Huge setback incurred by Wise, the fintech company, as its shares plummeted after the announcement that its Chief Financial Officer (CFO) is stepping down, and the Chief Executive Officer (CEO) will go on a leave of absence.
The company, which facilitates international money transfers, made the announcement on Friday. This news had a negative impact on the share prices, which fell nearly 10% at the open.
The CFO’s departure was effective immediately, and the CEO will be away for an undisclosed amount of time.
Wise’s spokesperson stated that the CEO’s leave of absence was for ‘personal reasons” and there is no indication of any wrongdoing.
However, the sudden resignation of the CFO has raised some concerns among analysts.
This announcement comes as Wise has already faced a decline in share prices over the last few months.

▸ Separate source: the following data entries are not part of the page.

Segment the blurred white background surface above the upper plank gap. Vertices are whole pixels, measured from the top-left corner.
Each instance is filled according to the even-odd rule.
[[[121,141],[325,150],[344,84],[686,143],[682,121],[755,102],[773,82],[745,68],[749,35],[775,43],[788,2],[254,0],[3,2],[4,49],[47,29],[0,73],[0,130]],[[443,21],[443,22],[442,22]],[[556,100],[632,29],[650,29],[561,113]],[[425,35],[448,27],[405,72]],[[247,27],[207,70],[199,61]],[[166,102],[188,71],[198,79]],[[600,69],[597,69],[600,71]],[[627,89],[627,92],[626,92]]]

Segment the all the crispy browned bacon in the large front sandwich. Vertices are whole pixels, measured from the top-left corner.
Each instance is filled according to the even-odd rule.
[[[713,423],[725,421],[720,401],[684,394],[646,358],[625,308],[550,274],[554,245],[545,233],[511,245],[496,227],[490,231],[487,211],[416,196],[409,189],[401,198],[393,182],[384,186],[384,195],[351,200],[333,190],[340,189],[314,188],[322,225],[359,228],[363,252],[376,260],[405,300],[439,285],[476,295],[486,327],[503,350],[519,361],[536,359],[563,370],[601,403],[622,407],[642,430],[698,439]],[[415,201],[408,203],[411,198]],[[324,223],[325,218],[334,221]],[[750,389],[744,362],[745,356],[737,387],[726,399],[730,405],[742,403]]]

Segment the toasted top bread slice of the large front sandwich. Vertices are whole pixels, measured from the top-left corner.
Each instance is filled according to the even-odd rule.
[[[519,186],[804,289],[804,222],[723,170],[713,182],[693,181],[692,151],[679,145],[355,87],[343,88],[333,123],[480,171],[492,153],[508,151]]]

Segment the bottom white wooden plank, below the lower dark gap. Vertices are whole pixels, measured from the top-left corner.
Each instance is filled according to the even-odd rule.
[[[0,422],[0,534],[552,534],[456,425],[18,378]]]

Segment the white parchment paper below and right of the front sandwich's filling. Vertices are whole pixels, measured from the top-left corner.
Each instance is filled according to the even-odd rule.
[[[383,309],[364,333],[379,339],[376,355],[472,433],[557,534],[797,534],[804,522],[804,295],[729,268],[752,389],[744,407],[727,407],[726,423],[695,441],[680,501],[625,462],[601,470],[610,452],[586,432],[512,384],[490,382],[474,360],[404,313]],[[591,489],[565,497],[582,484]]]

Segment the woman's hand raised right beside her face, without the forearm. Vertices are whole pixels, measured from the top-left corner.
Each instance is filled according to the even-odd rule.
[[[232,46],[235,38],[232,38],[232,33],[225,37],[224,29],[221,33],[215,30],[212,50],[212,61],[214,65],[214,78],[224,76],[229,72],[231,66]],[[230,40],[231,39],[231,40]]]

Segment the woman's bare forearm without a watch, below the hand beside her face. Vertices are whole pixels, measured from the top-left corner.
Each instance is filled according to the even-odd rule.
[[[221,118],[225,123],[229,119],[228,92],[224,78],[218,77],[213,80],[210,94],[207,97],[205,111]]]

The company went public in July of last year and has since seen its stock slide significantly.
The company’s shares, which were priced at 800 pence per share for its Initial Public Offering (IPO) in London, struggled to maintain this price in the months following the IPO.
In February this year, Wise’s share price had fallen to 515 pence per share.

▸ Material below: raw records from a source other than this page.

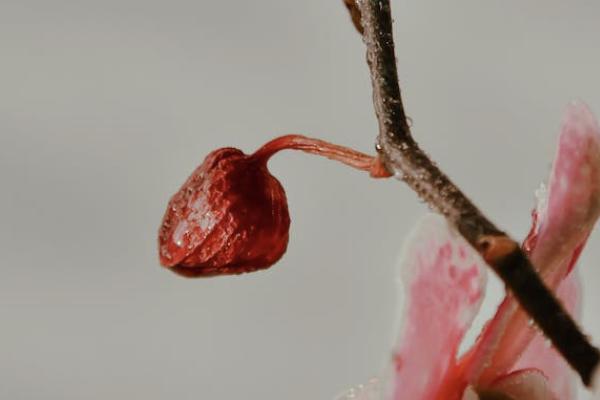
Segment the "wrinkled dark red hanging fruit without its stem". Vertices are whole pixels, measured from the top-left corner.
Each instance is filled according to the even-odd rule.
[[[268,268],[285,253],[289,226],[285,191],[266,160],[218,149],[171,198],[160,263],[187,277]]]

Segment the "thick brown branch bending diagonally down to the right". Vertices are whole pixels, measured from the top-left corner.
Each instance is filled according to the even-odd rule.
[[[598,349],[544,285],[517,242],[494,226],[413,140],[400,96],[389,0],[357,4],[379,122],[377,149],[385,166],[456,226],[589,386],[600,362]]]

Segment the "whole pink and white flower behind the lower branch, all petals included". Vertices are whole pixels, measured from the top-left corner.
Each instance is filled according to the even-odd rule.
[[[599,213],[600,128],[585,105],[572,104],[523,248],[575,315],[580,290],[572,270]],[[405,312],[382,389],[386,399],[574,398],[570,367],[510,294],[472,348],[458,356],[484,296],[486,271],[441,217],[427,217],[416,227],[401,262]],[[375,398],[375,389],[369,390],[353,398]]]

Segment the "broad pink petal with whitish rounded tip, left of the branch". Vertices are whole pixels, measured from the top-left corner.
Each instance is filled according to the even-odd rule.
[[[404,321],[393,356],[393,399],[459,399],[462,388],[437,397],[458,346],[479,310],[486,267],[445,220],[426,217],[409,237],[401,261]]]

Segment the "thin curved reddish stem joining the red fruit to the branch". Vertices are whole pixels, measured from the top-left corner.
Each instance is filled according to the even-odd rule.
[[[352,168],[367,171],[373,178],[387,178],[390,172],[383,166],[378,156],[370,156],[348,147],[339,146],[303,135],[285,135],[265,143],[252,157],[267,162],[280,150],[300,150],[305,153],[327,157]]]

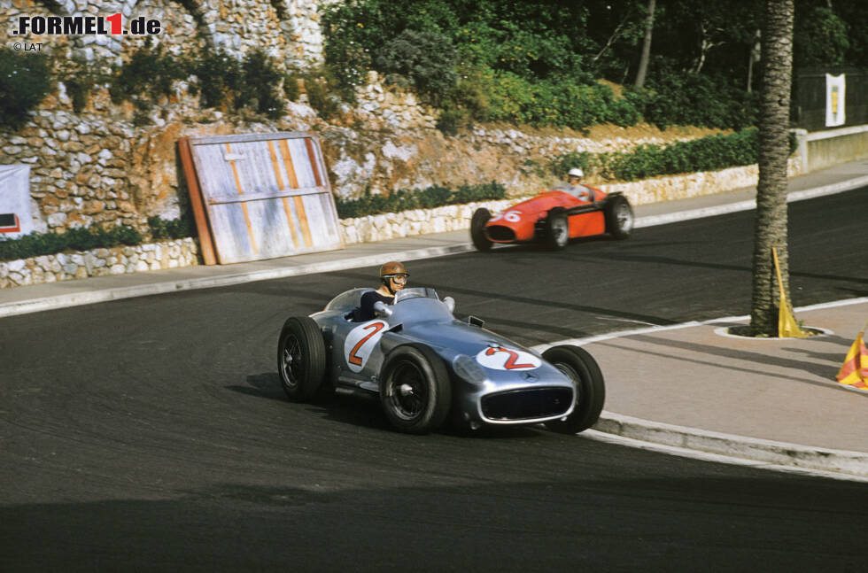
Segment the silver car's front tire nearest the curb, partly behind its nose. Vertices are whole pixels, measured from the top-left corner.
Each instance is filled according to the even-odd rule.
[[[584,348],[553,346],[543,352],[543,360],[572,378],[576,384],[576,406],[566,420],[546,422],[549,430],[576,434],[587,430],[600,418],[606,400],[606,385],[597,361]]]

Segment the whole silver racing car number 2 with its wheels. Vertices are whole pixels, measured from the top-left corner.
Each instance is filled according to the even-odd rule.
[[[378,396],[395,429],[413,434],[450,417],[473,429],[545,422],[576,433],[600,416],[603,376],[584,349],[523,348],[476,317],[459,321],[453,298],[422,287],[376,303],[374,320],[353,321],[368,290],[347,290],[322,312],[283,324],[277,370],[291,400],[331,390]]]

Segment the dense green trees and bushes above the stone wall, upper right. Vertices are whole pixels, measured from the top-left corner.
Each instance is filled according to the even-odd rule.
[[[863,4],[796,0],[794,66],[864,66]],[[326,62],[345,93],[372,69],[414,87],[443,109],[441,127],[452,131],[474,120],[579,129],[642,119],[661,127],[756,125],[751,88],[761,86],[751,52],[762,3],[657,0],[643,89],[614,97],[597,88],[599,80],[636,79],[649,6],[406,0],[398,8],[348,0],[325,9]]]

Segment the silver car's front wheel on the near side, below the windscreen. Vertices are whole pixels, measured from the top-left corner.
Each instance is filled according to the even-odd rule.
[[[401,345],[389,352],[381,370],[380,404],[395,430],[438,430],[452,405],[452,383],[443,360],[423,345]]]

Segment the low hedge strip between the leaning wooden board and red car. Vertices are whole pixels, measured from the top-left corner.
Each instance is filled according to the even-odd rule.
[[[502,199],[506,194],[506,188],[496,182],[461,185],[457,190],[434,185],[423,190],[397,190],[388,196],[371,195],[368,191],[360,199],[338,198],[335,204],[337,216],[350,219],[377,213],[400,213],[409,209],[431,209],[443,205]]]

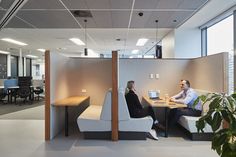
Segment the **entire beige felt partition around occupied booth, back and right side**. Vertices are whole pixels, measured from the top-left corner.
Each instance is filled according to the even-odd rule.
[[[161,97],[172,96],[180,91],[181,79],[189,80],[193,88],[227,91],[227,55],[196,59],[120,59],[119,84],[125,88],[128,80],[134,80],[140,98],[147,96],[148,90],[160,90]]]

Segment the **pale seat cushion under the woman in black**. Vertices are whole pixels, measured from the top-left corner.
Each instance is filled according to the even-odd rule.
[[[152,128],[152,123],[153,120],[150,116],[119,120],[119,131],[149,132]]]

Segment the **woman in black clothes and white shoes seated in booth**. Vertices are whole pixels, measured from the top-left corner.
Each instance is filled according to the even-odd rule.
[[[135,88],[134,88],[134,81],[128,81],[127,87],[126,87],[126,93],[125,93],[125,99],[128,105],[129,114],[132,118],[142,118],[146,116],[151,116],[153,119],[153,129],[157,128],[163,128],[160,124],[158,124],[157,118],[155,116],[155,113],[151,106],[148,106],[144,108],[139,99],[138,96],[135,94]],[[156,136],[156,132],[153,133],[154,130],[151,130],[149,133],[152,135],[154,139],[158,139]]]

The company’s latest setback may have deepened concerns among investors, and the share price has fallen 23% in the last quarter.
Wise’s spokesperson stated that the company remains committed to delivering its services as usual, and it is confident in its long-term growth strategy.
Wise has been in the news lately due to its involvement in a legal battle with the UK’s financial regulator.
In March, the company filed a legal challenge against the Financial Conduct Authority (FCA) over what it called an unfair requirement to hold more capital than its US rivals.
Wise claims that it is subject to regulations that are more strict than its competitors. The company has requested that the FCA reconsider its decision and create a level playing field for all companies operating in the UK financial services market.
The company’s spokesperson confirmed that the legal challenge is still ongoing.
Wise’s services have been in high demand during the pandemic as more people turned to digital services for their money transfer needs.
In its latest earnings report, the company reported a 54% increase in revenue for the year ending March 2021, reaching £421 million. The company also reported a net profit for the first time, of £10.3 million, compared with a loss of £14.2 million the previous year.
However, Wise’s recent struggles have impacted its future growth prospects. The company warned in its February earnings report that its growth rate may slow in the near future due to the pandemic and increased competition.
The recent developments of the CFO stepping down and the CEO’s announcement of taking leave has raised more doubts about the company’s future prospects.
Despite this, Wise’s spokesperson has assured investors that the company is committed to its long-term growth strategy and delivering its services as usual. The spokesperson also emphasized that the company’s services remain in high demand and that Wise believes it has many opportunities for growth in the future.